Sur le bord d’un vallon flanqué de deux collines,
Dont la beauté fait honte aux montagnes voisines,
La maison de Timandre en situation
A de quoi lui donner un peu d’ambition : 20
Il est vrai qu’à mon goût il en est peu d’égales
Et peu que la nature ait faites ses rivales.
Ce n’est pas qu’elle soit superbe en bâtiments :
L’or n’est point profané dans ses assortiments ;
Le cinabre et le jaspe, et l’ambre, et le porphyre, 25
Ne font point les beautés que j’y trouve à décrire.
Tout ce vain apparat d’un faste ambitieux
Dégoûte plus souvent qu’il n’est délicieux.

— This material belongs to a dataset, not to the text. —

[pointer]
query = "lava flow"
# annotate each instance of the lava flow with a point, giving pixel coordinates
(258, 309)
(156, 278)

Si dans la symétrie et dans l’architecture
L’œil ne rencontre rien qui lui fasse d’injure, 30
Il est aisé de voir qu’en sa perfection
Timandre s’est réglé sur sa condition.
Dès le premier abord l’entrée est magnifique ;
La porte en sa façon n’a rien qui soit rustique ;
L’ouverture de front présente un colombier, 25
Dont la fécondité prodigue son gibier.
À main droite, la salle en diverses peintures
Fait voir en même temps diverses aventures,
Et la croisée ouverte apporte du jardin
Les parfums excellents du myrte et du jasmin. 40
De suite la cuisine et les autres offices
Vous offrent à l’envi leurs différents services.
De ce même côté s’avance un escalier,
Dont le contournement, qui n’a rien de grossier,
Vous oblige de voir des chambres de campagne, 45
Où, sans profusion, ce qui les accompagne,
Dans les proportions de leur ameublement,
Donne aux plus délicats du divertissement.
La noix de l’escalier, qui renferme un horloge[1],
Tire des curieux, en passant, son éloge. 50
Mais pendant que vos yeux remarquent la maison,
Trente petits voleurs, retenus en prison,

  1. « Horloge. Les Normands le font masculin. La rue du gros horloge. Et c’est aussi de ce genre que le font les Gascons et les Provençaux. Il est féminin. » (Observations de Monsieur Menage sur la langue françoise. Segonde édition, Paris, Barbin, M.DC.LXXV, in-12, p. 151 et 152.)